Evans M G, Trosko J E
Department of Pathology, Michigan State University, East Lansing.
Cell Biol Toxicol. 1988 Jun;4(2):163-71. doi: 10.1007/BF00119243.
Inhibition of gap junction-mediated cell-cell communication might be a mechanism for several types of cellular dysfunctions, including tumor promotion. Although many different assays have been designed to measure gap junction-mediated intercellular communication, we applied a new technique, termed Fluorescence Redistribution After Photobleaching ("FRAP"), to assess the ability of a known tumor promoter, 2,2', 4,4', 5,5'-hexabromobiphenyl (245-HBB), to inhibit cell-cell communication in a concentration-dependent manner. WB-F344 (rat epithelial) cells were plated at low density, exposed to noncytotoxic concentrations of 1, 5, or 20 micrograms 245-HBB/ml medium, and stained with 6-carboxyfluorescein diacetate. Single cells in pairs or clusters of touching cells in each exposure group were examined with FRAP. The results revealed an inverse correlation between the degree of fluorescence redistribution in photobleached cells and the concentration of 245-HBB. Therefore, FRAP appears to be a sensitive and rapid technique for determining complete or partial inhibition of chemically induced intercellular communication in vitro. These results also provide further evidence for the ability of 245-HBB to inhibit gap junction-mediated cell-cell communication in a concentration-dependent manner.

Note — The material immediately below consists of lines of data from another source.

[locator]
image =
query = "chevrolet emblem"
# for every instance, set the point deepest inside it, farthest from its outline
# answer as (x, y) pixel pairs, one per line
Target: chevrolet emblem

间隙连接介导的细胞间通讯的抑制可能是包括肿瘤促进在内的几种细胞功能障碍的一种机制。尽管已经设计了许多不同的检测方法来测量间隙连接介导的细胞间通讯,但我们应用了一种新技术,称为光漂白后荧光再分布(“FRAP”),来评估一种已知的肿瘤促进剂2,2',4,4',5,5'-六溴联苯(245-HBB)以浓度依赖性方式抑制细胞间通讯的能力。将WB-F344(大鼠上皮)细胞低密度接种,暴露于1、5或20微克245-HBB/毫升培养基的无细胞毒性浓度下,并用6-羧基荧光素二乙酸酯染色。用FRAP检查每个暴露组中配对的单个细胞或接触细胞簇。结果显示,光漂白细胞中荧光再分布的程度与245-HBB的浓度呈负相关。因此,FRAP似乎是一种灵敏且快速的技术,用于确定体外化学诱导的细胞间通讯的完全或部分抑制。这些结果也为245-HBB以浓度依赖性方式抑制间隙连接介导的细胞间通讯的能力提供了进一步的证据。